I certainly hadn’t associated Ukraine with jazz before I arrived, but after several swinging weekends at 32 Jazz Club, I’ve changed my tune.

You don’t need the A-train

Just over a month ago a good Ukrainian friend of mine told me about a club she’d heard of from some colleagues. It turns out that 32 Jazz Club is a short walk from my hotel so I decided to investigate, much to the chagrin of my friend who left Kyiv before being able to go herself.

The club is an absolutely perfect place to watch live music, especially jazz. Cozy and intimate, the room hosts three shows a week on Wednesday, Friday and Saturday nights. A small stage is fronted by twenty candlelit tables and the show starts at 6 pm sharp and ends at 8:00. Why only two hours? To give staff and patrons time to get safely home before the 11 pm Kyiv curfew.

Music makes the world go ’round

The bands range from a rockabilly group lead by a twangy guitarist with a voice similar to Brian Setzer of the Stray Cats, to a quartet with an incredible alto saxophonist belting out Coltrane compostitions. Another group, Blowin’ like Hell, is led by a harmonica player backed by eleven top-notch musicians.

The bands have one thing in common however. They’re all comprised of a frontman or woman, backed by stand-in musicians.
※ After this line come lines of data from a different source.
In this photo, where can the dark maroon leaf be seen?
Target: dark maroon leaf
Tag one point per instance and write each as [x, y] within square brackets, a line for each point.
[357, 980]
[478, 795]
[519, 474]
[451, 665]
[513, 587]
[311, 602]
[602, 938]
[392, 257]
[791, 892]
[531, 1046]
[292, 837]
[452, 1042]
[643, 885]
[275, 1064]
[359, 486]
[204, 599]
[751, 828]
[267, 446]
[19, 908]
Unfortunately, live music is also a war victim as many of groups have lost members who joined the military to fight for Ukraine’s freedom.
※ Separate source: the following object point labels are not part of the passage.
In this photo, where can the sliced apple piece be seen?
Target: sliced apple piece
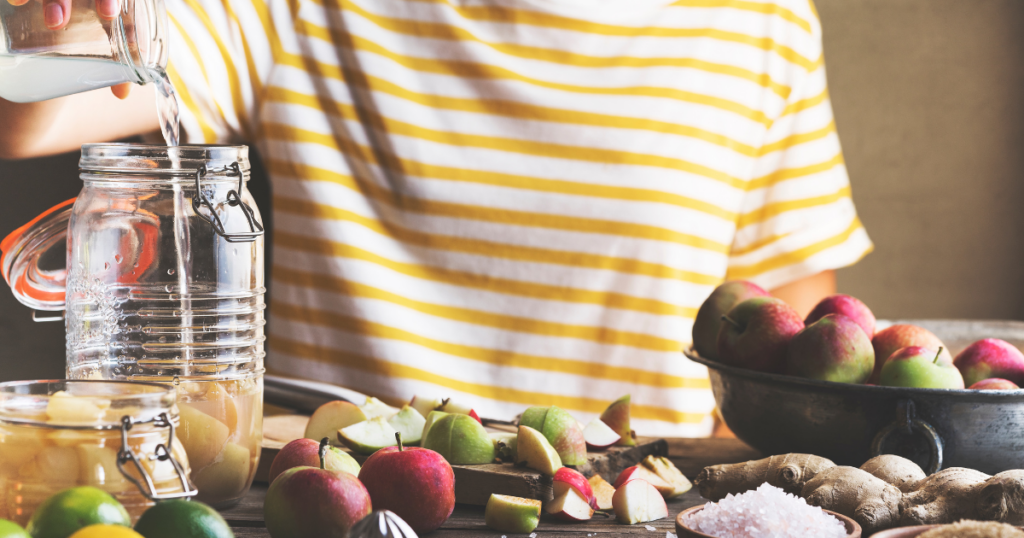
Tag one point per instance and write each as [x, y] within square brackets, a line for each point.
[598, 436]
[534, 450]
[331, 417]
[570, 479]
[638, 501]
[512, 514]
[569, 505]
[602, 492]
[666, 470]
[410, 423]
[369, 437]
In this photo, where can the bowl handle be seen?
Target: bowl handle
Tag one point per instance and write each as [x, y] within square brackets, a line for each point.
[908, 422]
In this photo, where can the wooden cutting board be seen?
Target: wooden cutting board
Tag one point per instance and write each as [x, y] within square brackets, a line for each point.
[474, 484]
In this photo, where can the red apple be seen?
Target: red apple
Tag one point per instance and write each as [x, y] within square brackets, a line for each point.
[566, 479]
[756, 334]
[310, 501]
[709, 319]
[833, 348]
[889, 340]
[305, 452]
[845, 305]
[415, 483]
[990, 358]
[994, 383]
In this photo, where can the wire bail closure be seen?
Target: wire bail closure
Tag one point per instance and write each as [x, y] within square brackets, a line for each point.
[233, 199]
[162, 453]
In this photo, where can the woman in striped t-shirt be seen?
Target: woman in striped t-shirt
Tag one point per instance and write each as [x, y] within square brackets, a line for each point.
[512, 202]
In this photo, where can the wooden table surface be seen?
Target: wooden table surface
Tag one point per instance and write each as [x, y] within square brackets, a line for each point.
[690, 455]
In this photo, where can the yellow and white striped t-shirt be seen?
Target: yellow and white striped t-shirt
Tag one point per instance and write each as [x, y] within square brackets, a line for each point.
[521, 202]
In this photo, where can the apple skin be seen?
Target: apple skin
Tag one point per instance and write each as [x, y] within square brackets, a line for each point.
[889, 340]
[833, 348]
[994, 383]
[305, 452]
[990, 358]
[761, 335]
[920, 368]
[709, 319]
[415, 483]
[310, 501]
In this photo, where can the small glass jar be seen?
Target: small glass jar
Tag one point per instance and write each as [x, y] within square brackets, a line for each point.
[58, 435]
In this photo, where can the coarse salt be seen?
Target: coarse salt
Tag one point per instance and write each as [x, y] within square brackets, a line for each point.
[765, 512]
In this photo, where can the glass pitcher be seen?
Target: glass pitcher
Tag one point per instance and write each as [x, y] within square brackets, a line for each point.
[38, 64]
[164, 282]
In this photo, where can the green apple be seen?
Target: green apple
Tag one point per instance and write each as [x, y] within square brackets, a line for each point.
[921, 368]
[561, 429]
[616, 416]
[460, 440]
[512, 514]
[410, 423]
[370, 436]
[331, 417]
[534, 450]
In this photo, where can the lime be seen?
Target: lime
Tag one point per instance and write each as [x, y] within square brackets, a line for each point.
[11, 530]
[105, 531]
[180, 519]
[74, 508]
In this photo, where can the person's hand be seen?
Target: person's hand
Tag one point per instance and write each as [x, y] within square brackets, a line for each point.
[56, 14]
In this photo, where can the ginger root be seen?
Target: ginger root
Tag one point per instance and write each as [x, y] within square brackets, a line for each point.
[896, 470]
[787, 471]
[857, 494]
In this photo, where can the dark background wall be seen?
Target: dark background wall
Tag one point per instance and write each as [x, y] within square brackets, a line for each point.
[929, 99]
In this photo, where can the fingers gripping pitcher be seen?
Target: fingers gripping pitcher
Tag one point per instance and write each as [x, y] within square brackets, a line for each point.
[164, 280]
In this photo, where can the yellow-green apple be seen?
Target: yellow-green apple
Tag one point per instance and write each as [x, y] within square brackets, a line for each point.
[642, 472]
[460, 440]
[889, 340]
[990, 358]
[756, 334]
[512, 514]
[410, 423]
[313, 501]
[534, 450]
[598, 436]
[566, 478]
[638, 501]
[417, 484]
[616, 416]
[602, 492]
[844, 305]
[331, 417]
[368, 437]
[921, 368]
[667, 470]
[709, 319]
[305, 452]
[994, 383]
[570, 506]
[833, 348]
[561, 429]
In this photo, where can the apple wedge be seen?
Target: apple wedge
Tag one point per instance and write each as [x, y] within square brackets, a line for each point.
[638, 501]
[598, 436]
[331, 417]
[602, 492]
[512, 514]
[566, 479]
[570, 506]
[534, 450]
[369, 437]
[666, 470]
[410, 423]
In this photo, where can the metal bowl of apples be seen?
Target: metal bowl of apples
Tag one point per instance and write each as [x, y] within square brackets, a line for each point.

I’ve now been to the club five times and have seen many recycled band members playing new tunes and styles they’d just learned. It’s a testament to the incredible talent these musicians possess that they’re able to play multiple genres with revolving bandmates, yet still swing like they’re bopping at Birdland in NYC.

Every week there are three new bands performing and every show is sold out. No matter how tough life gets during wartime, music always soothes and inspires. The fact that jazz is alive and well in Kyiv is yet another reason to support the brave people and musicians of Ukraine fighting to preserve their human right to live and play.